The exploration of possibilities for reducing Jersey Shore flooding has only just begun and some agencies and environmentalists already are complaining that options they don’t like are being considered.

The first interim report on the feasibility of reducing back bay flooding came out in March, a joint effort of the state Department of Environmental Protection and the U.S. Army Corps of Engineers.

Barely a month later, the National Park Service, U.S. Fish and Wildlife Service and environmental groups criticized the first possibe approaches considered under the state-federal multi-year study.

Perhaps this was due to a public relations error by the Army Corps and DEP. Their study’s initial phase only considered where big structures such as flood gates, walls and levees could be effective along the ocean and Delaware Bay coasts.

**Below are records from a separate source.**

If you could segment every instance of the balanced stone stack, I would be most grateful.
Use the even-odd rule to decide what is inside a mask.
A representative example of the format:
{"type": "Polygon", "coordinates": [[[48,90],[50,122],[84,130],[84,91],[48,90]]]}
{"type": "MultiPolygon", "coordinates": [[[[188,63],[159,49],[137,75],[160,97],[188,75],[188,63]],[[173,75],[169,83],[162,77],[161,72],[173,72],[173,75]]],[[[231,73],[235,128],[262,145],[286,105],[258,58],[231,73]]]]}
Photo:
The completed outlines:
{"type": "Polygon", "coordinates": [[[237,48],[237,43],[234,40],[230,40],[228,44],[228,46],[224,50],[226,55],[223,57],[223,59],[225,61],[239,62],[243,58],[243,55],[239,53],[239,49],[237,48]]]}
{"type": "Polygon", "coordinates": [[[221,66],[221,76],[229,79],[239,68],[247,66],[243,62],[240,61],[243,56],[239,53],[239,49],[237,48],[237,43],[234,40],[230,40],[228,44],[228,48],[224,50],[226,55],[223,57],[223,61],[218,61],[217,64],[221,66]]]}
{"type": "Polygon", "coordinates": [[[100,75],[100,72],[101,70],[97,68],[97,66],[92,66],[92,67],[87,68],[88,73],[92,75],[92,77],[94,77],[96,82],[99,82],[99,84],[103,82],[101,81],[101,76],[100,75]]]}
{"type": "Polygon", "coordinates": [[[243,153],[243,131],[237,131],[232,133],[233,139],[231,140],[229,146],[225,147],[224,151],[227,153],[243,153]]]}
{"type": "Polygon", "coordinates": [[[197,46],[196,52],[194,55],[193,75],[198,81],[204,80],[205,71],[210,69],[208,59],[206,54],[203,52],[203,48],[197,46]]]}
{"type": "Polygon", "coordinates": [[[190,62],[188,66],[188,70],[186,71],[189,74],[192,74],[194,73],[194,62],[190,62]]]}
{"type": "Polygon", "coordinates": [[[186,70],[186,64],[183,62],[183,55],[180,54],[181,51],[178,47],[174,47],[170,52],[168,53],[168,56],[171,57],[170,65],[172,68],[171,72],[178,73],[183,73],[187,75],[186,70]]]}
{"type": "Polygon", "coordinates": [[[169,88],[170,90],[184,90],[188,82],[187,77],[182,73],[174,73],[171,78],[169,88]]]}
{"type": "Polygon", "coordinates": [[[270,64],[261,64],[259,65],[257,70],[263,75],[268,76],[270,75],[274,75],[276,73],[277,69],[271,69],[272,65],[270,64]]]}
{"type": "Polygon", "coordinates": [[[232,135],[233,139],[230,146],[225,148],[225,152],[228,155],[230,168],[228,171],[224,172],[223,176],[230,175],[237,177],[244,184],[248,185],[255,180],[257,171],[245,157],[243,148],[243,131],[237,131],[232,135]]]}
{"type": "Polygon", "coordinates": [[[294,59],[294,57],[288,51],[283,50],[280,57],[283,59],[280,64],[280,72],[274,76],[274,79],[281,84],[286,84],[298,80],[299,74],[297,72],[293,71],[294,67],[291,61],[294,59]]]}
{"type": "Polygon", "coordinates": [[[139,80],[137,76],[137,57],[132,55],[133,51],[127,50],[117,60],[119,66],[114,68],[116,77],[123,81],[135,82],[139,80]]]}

Environmental groups and Fish and Wildlife said they were disappointed that nature-based flood mitigation, acquiring properties or relocating people weren’t part of the interim report. But the Army Corps and DEP had made clear that future phases of the study will consider those possibilities and more.

The National Park Service offered a long list of possible harms to its Great Egg Wild & Scenic River from a possible flood gate between Longport and Ocean City that the study had found could significantly reduce flooding. Maybe closing such a gate in a storm would disrupt fish migration or flushing of the estuary. Maybe an almost always open gate would somehow reduce water quality, and it would certainly “forever alter” the scenic view east from the Garden State Parkway bridge.

Those are legitimate concerns for some point in this decades-long process, but they may look increasingly small compared to the potential cost to people along the coast and even across the state and nation. Any plan that works will involve massive expenditures of political will and public money.

Sea levels are rising and the populations and properties at risk are still increasing. An adequate response to storm flooding will look nothing like business as usual. The DEP and Army Corps should be allowed to complete their feasibility study before attempts are made to alarm or otherwise sway the public.

For now, keeping the following goals in mind should be sufficient. The best flood mitigation plan for the Jersey Shore, even the nation as a whole, will be scientifically sound, politically fair and cost-effective.